Monday, 17 July 2017

Thank you coffee

I have to thank my coffee for making my morning better. I don't know what I'd do without it.

So, obviously the previous few posts make it pretty clear that things haven't been so great around here. It has been a LONG time since something like that has happened in my head. In fact, I don't even normally go there when I'm drunk. It really was a perfectly mixed cocktail. I DO feel a bit better today ... like I shook something loose last night.
Garf came to my rescue and finally came to bed. Tucked me into his arms and up close and he didn't say a word. Didn't try to make me talk. Thank God. I wasn't in any condition for talking last night. He just held me. And, as always, things went quiet in my head. They always do when he's holding me. When the storm clouds are swirling around me, that's all he ever needs to do ... but we always end up far apart instead. It's too hard for me to say I need him when I'm like that. Because I'm nothing but crazy at the time. I usually find a way to push him further away because it's easier than trying to explain how I went from ok one minute to bat shit crazy the next.
He asks me what's wrong ... with that "Here we go again," tone, the kind that should come with eye rolling, and his voice is filled with exasperation ... and I run from it. Because ... how do I tell him what's wrong? It's too ... big! It's not, "Oh, hey, I had a bad day cuz my coffee spilled, the kids are driving me crazy," kind of thing. It's sometimes nothing more than the dogs barked too much today. That doesn't even make any kind of sense. Just sometimes, for whatever reason, the monsters come out to play, uninvited. And it's weird. Because generally, this stuff really doesn't bother me a whole lot anymore. It's just ... stuff that happened. A really long time ago. It doesn't bother me to talk about it, I don't get freaked out because I read something about stuff like that. It's just ... out of the blue, it seems. All the time. It just comes and grabs me out of nowhere for no reason that I can see. So, when he asks me what's wrong, I just kind of stare at him with a deer in the headlights look and say,
"Everything!" And in a way, that IS true. In that moment, everything in my world is wrong. But he can make everything right again just by not letting me run away from him. I wonder if we'll ever get it right ...
I don't wanna do this kind of crazy. I am responsible for my own actions ... not my past. That just can't be an excuse for me to go psycho bitch whenever the mood strikes. I'm not so sure I can count on Garf and DD to help. He backs away from me too fast at the first sign of trouble and THAT tends to make me spiral faster. He needs to do it, or not. I can't do this back and forth, start and stop. Only thing is ... if I don't have that, how the hell do I do it? I need him to do this for me but what if it's just too much for him, what if he really just doesn't want the job ...

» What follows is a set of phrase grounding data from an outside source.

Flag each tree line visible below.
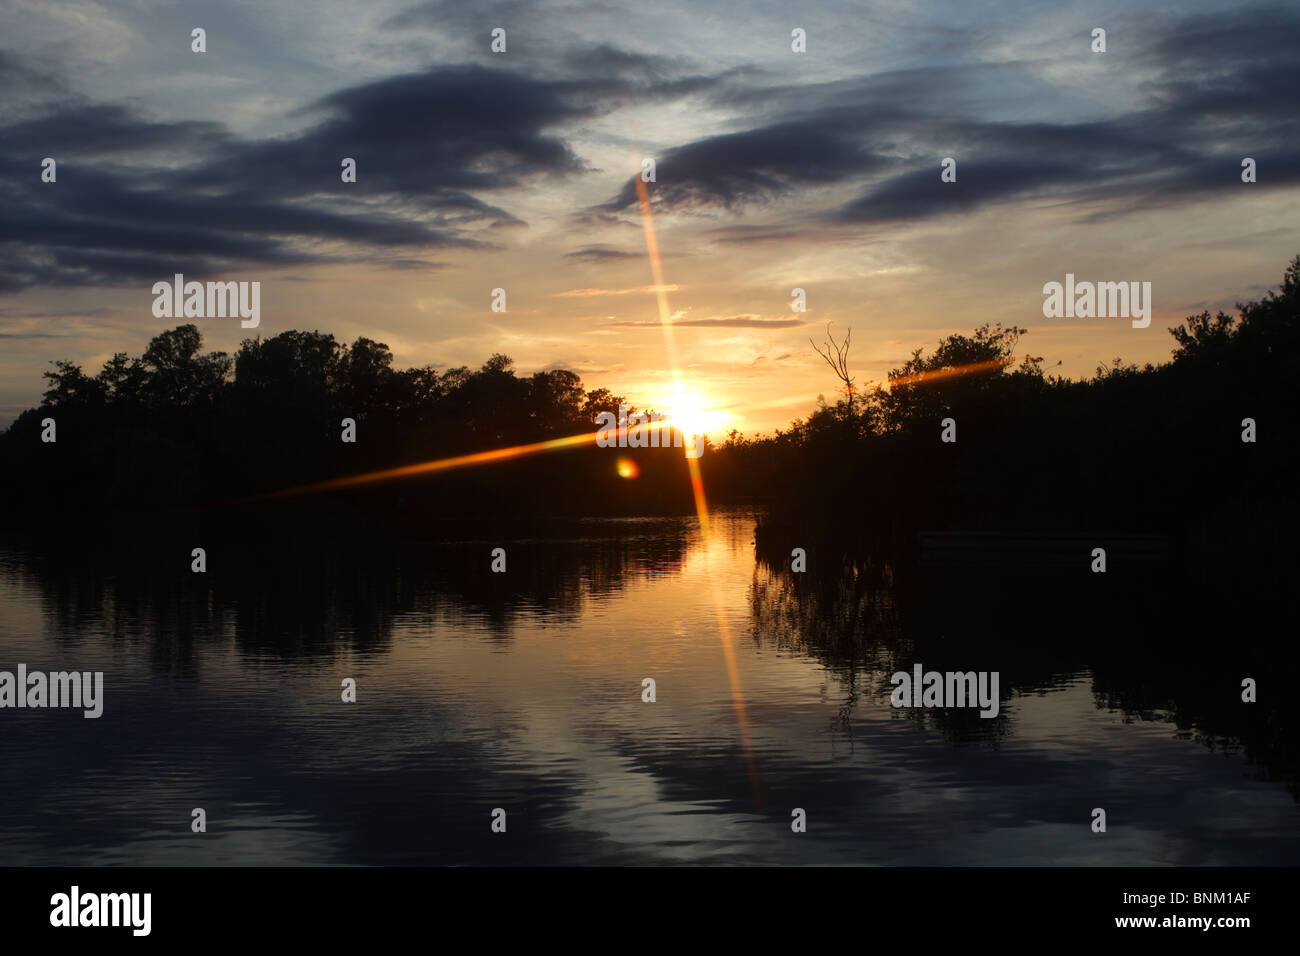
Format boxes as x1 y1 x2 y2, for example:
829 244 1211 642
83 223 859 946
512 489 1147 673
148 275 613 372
709 255 1299 578
2 255 1297 552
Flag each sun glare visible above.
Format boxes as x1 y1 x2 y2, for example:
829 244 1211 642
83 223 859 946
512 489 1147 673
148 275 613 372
662 385 727 438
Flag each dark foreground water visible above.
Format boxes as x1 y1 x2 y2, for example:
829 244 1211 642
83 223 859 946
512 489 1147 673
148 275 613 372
1 510 1296 865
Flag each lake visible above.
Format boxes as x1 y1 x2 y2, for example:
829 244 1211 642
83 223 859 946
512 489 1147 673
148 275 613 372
1 509 1296 865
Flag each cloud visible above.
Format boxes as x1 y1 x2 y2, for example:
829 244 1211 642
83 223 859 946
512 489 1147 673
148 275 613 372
554 284 678 297
606 315 808 329
5 0 1298 315
595 118 888 213
704 226 812 245
590 5 1300 228
192 65 593 201
0 54 689 293
564 245 641 263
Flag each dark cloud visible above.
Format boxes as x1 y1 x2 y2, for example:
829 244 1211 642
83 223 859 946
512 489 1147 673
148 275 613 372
0 61 622 292
834 158 1072 223
594 5 1300 227
0 305 115 319
382 259 450 270
573 210 642 230
5 3 1298 298
1 41 735 295
595 118 888 213
564 245 639 263
1 105 230 159
181 65 592 202
385 0 572 32
384 2 713 84
705 225 823 245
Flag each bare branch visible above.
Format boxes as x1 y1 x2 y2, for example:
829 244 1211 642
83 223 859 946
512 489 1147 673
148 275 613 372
810 322 855 413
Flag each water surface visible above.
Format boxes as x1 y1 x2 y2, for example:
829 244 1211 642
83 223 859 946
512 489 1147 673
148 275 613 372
1 511 1295 865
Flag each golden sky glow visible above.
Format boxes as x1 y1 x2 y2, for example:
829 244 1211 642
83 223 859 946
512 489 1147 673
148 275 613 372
2 1 1297 435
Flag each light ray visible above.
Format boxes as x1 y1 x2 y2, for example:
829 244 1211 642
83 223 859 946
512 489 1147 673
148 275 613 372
228 419 676 504
885 357 1014 389
634 175 762 807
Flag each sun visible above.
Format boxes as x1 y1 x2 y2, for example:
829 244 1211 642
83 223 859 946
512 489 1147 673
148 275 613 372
661 384 727 438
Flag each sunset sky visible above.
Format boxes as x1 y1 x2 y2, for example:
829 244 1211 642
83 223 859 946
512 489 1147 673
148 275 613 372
2 0 1298 434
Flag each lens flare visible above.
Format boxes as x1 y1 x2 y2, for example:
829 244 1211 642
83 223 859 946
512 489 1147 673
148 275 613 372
661 383 727 439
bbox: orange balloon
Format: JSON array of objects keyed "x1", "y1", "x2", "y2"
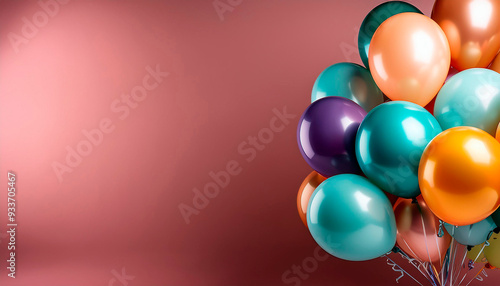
[
  {"x1": 432, "y1": 0, "x2": 500, "y2": 71},
  {"x1": 297, "y1": 171, "x2": 326, "y2": 227},
  {"x1": 419, "y1": 127, "x2": 500, "y2": 226},
  {"x1": 393, "y1": 196, "x2": 451, "y2": 264},
  {"x1": 369, "y1": 13, "x2": 450, "y2": 107}
]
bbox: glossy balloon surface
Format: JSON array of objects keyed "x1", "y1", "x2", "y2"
[
  {"x1": 434, "y1": 68, "x2": 500, "y2": 136},
  {"x1": 419, "y1": 127, "x2": 500, "y2": 226},
  {"x1": 369, "y1": 13, "x2": 450, "y2": 107},
  {"x1": 393, "y1": 197, "x2": 451, "y2": 263},
  {"x1": 297, "y1": 171, "x2": 326, "y2": 227},
  {"x1": 358, "y1": 1, "x2": 422, "y2": 69},
  {"x1": 307, "y1": 174, "x2": 397, "y2": 261},
  {"x1": 311, "y1": 63, "x2": 383, "y2": 112},
  {"x1": 431, "y1": 0, "x2": 500, "y2": 70},
  {"x1": 356, "y1": 101, "x2": 442, "y2": 198},
  {"x1": 444, "y1": 217, "x2": 496, "y2": 246},
  {"x1": 298, "y1": 97, "x2": 366, "y2": 177}
]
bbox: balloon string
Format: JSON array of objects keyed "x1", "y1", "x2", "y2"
[
  {"x1": 443, "y1": 237, "x2": 455, "y2": 286},
  {"x1": 384, "y1": 255, "x2": 423, "y2": 285},
  {"x1": 464, "y1": 265, "x2": 486, "y2": 286},
  {"x1": 451, "y1": 238, "x2": 460, "y2": 286},
  {"x1": 458, "y1": 242, "x2": 490, "y2": 285},
  {"x1": 416, "y1": 201, "x2": 439, "y2": 285},
  {"x1": 441, "y1": 248, "x2": 450, "y2": 286},
  {"x1": 448, "y1": 238, "x2": 459, "y2": 286},
  {"x1": 394, "y1": 248, "x2": 434, "y2": 284},
  {"x1": 452, "y1": 245, "x2": 468, "y2": 285}
]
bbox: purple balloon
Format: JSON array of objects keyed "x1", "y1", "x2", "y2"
[{"x1": 297, "y1": 96, "x2": 366, "y2": 177}]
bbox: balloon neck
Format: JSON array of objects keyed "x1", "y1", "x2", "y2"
[{"x1": 392, "y1": 246, "x2": 401, "y2": 254}]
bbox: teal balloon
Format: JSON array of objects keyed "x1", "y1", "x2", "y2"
[
  {"x1": 311, "y1": 63, "x2": 384, "y2": 112},
  {"x1": 434, "y1": 68, "x2": 500, "y2": 136},
  {"x1": 355, "y1": 101, "x2": 442, "y2": 198},
  {"x1": 444, "y1": 217, "x2": 497, "y2": 246},
  {"x1": 358, "y1": 1, "x2": 422, "y2": 69},
  {"x1": 307, "y1": 174, "x2": 396, "y2": 261}
]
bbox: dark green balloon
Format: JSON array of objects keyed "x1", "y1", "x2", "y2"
[
  {"x1": 358, "y1": 1, "x2": 422, "y2": 69},
  {"x1": 492, "y1": 209, "x2": 500, "y2": 229},
  {"x1": 311, "y1": 63, "x2": 384, "y2": 112}
]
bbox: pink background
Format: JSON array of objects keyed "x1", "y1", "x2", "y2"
[{"x1": 0, "y1": 0, "x2": 498, "y2": 285}]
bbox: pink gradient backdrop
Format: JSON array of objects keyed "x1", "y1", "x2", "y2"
[{"x1": 0, "y1": 0, "x2": 498, "y2": 285}]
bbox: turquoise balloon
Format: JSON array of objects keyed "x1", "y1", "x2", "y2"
[
  {"x1": 355, "y1": 101, "x2": 442, "y2": 198},
  {"x1": 358, "y1": 1, "x2": 422, "y2": 69},
  {"x1": 307, "y1": 174, "x2": 396, "y2": 261},
  {"x1": 444, "y1": 217, "x2": 497, "y2": 246},
  {"x1": 311, "y1": 63, "x2": 384, "y2": 112},
  {"x1": 434, "y1": 68, "x2": 500, "y2": 136}
]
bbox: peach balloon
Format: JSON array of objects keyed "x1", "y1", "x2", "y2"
[
  {"x1": 432, "y1": 0, "x2": 500, "y2": 71},
  {"x1": 297, "y1": 171, "x2": 326, "y2": 227},
  {"x1": 369, "y1": 13, "x2": 450, "y2": 107}
]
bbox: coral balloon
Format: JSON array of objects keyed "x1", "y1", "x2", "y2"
[
  {"x1": 307, "y1": 174, "x2": 396, "y2": 261},
  {"x1": 297, "y1": 171, "x2": 326, "y2": 227},
  {"x1": 368, "y1": 13, "x2": 450, "y2": 107},
  {"x1": 358, "y1": 1, "x2": 422, "y2": 69},
  {"x1": 311, "y1": 63, "x2": 384, "y2": 112},
  {"x1": 393, "y1": 196, "x2": 451, "y2": 263},
  {"x1": 434, "y1": 68, "x2": 500, "y2": 136},
  {"x1": 431, "y1": 0, "x2": 500, "y2": 71},
  {"x1": 297, "y1": 97, "x2": 366, "y2": 177},
  {"x1": 419, "y1": 127, "x2": 500, "y2": 226},
  {"x1": 485, "y1": 232, "x2": 500, "y2": 268}
]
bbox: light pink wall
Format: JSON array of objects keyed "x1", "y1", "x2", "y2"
[{"x1": 0, "y1": 0, "x2": 497, "y2": 285}]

On a better note ... all the pain is background noise again today. I don't have any desire to rip my leg off and beat someone with it. My back seems to be doing it's job alright. My hip isn't bothering me at all. I have my coffee and that's always good.
I don't think I'm going to have a great day ... but I'm determined it's not going to be a bad one either. I think ... just a day. A nice, normal day. With coffee.